“Those Countries” and the Man in the Bagel Shop

(CN: violence, death, death of children, torture, rape, religious extremism, Islamophobia – all content notes are doubled and trebled if you click the links)

The morning after the attacks in Paris, one of my husband’s long-time customers took the opportunity to complain about “those people” and their terrorism.  “We’ve put up with it for too long,” he grumbled.  “We should just bomb their entire country and be done with it.”

SpouseMan gave him a puzzled look.  “France?”

“No, not France,” the man said, as if this were obvious.  “The country they came from!”

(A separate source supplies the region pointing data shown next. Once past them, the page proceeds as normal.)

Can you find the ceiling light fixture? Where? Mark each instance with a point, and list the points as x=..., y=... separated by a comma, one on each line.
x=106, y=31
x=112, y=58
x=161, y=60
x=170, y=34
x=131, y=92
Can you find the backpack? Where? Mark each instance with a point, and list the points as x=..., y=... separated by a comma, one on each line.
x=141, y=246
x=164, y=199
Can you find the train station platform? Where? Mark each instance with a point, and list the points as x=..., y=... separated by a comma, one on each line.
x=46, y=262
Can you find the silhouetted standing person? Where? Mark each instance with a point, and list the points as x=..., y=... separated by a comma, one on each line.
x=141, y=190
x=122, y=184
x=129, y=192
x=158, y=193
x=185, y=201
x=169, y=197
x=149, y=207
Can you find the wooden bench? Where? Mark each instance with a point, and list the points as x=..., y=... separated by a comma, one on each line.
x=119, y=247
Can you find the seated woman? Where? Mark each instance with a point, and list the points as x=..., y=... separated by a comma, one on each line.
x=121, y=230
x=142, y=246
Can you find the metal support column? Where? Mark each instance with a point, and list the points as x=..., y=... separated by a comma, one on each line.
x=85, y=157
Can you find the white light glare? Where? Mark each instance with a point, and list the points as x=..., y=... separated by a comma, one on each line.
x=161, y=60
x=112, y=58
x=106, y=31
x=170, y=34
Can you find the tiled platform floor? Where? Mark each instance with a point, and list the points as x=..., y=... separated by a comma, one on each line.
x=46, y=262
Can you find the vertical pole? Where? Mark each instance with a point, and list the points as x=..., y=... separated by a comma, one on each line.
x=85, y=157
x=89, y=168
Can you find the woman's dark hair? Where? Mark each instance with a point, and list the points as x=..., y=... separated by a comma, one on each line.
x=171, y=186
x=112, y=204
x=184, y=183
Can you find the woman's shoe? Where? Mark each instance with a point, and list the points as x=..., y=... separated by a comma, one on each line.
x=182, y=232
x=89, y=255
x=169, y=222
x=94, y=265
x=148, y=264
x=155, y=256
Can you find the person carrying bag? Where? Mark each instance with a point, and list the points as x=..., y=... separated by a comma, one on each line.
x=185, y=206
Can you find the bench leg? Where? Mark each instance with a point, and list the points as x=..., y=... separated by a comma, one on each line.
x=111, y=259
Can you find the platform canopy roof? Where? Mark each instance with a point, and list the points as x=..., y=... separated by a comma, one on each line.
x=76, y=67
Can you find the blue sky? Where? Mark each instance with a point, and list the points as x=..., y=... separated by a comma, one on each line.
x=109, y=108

The look of puzzlement deepened.  “Belgium?”

Because of course, the ringleader of the attacks was a native-born Belgian citizen, and at least four of the attackers were French.  But that’s not what the man in the bagel shop meant, was it?  We know what he meant.  Insofar as he was capable of understanding that the Middle East is in fact made up of several different countries, each of which are, well, different, he meant Syria and Iraq.

Syria and Iraq are, after all, where Daesh* is currently operating out of.  Syria and Iraq are where European-born young men like Abdelhamid Abaaoud go to be transformed from disaffected, dissatisfied youth into zealous terrorists.  And Syria and Iraq are where Daesh carries out massacres against minority populations, tortures teenage boys, murders innocent civilians (including small children), uses horrific violence to impose their own interpretation of religious law on others, recruits and kidnaps children to brainwash into child soldiers, rapes captive women and girls with impunity…

…huh.  Y’know, the more I read about it, the more the people of Iraq and Syria start to look like the victims of this hate group, not evil masterminds who need to be bombed to rubble.

Here’s the thing.  When the terrorists attacked in Paris, the city responded in beautiful, humbling ways, ways that remind us what it is to be human and to rely on each other.  Parisians came together to help each other – taxi drivers gave rides for free to those stranded, total strangers opened their doors to one another.  Most of us would not normally invite strangers to stay in our homes, for fear of theft or violence; in the wake of horrific atrocities, however, human compassion and the need to help the victims (and protect others who might otherwise become victims) prevailed over fear.  It was beautiful, and we knew it was beautiful.  We celebrated it as beautiful.  The messages were clear: love triumphs over fear.  We will not give in to bullies or let their victims go undefended.

Now contrast that with how we talk about “those countries.”  Contrast that with how we talk about the Syrian refugees.

Let’s talk about how French victims of violence are given open doors, while Syrian victims of even worse and longer-lasting violence are turned away.  Let’s talk about how people from “those countries” are automatically viewed with more suspicion than Europeans – even though most of the attackers were from Europe!  Let’s talk about how Parisians overcame fear to let total strangers into their home, but we’re too cowardly to help refugee children for fear that there might – might – be wolves in sheep’s clothing among them.

These rejections – US citizens and the governors of US states trying to keep out the victims of Daesh’s violence and tyranny – are happening in the wake of the Paris attacks.  Think about that.  With one hand we praise Paris’s Open Doors; with the other we slam our own shut.  Our governors use excuses; they cite the one attacker in Paris who came to Europe on a passport, likely posing as a migrant.  This narrative conveniently ignores, again, that the other attackers were European citizens – will we also be closing our doors to visitors from France and Belgium?

No, of course we won’t.  We’re singling out Syria.  We’re singling out people from “those countries,” those countries that aren’t like us, those countries where Islam is the primary religion, those countries where everything is strange and foreign.  Those countries where everyone is clearly suspect and the victims’ lives and safety don’t “count,” and we should have just bombed them a long time ago.  Why on earth should we stick our neck out to help people from those countries?  It’s not like they’re real people.

We are playing into the terrorists’ hands.  We are supporting their bullying; we are telling their victims “there is no safe space.”  Daesh doesn’t want us to take in refugees; it doesn’t want the people it’s currently terrorizing to think that things will be any better for them if they leave.  They want their victims to feel helpless; bullies always do.  And we are helping it happen.

And here in the West, our callous lack of concern for Syrian children, our stated belief that their lives don’t matter as long as we avoid any possibility of risk, is part and parcel of the very attitudes that drove Europe-born terrorists like Abaaoud to join Daesh in the first place.

 

*Much like the Friendly Atheist, I’m considering using Daesh exclusively instead of ISIS or other terms, because fuck them that’s why**

**SpouseMan, upon hearing the threat to “cut out the tongues” of those who refer to it as Daesh, immediately began chanting “too many tongues!  Too many tongues!  There’s too many tongues on the internet!”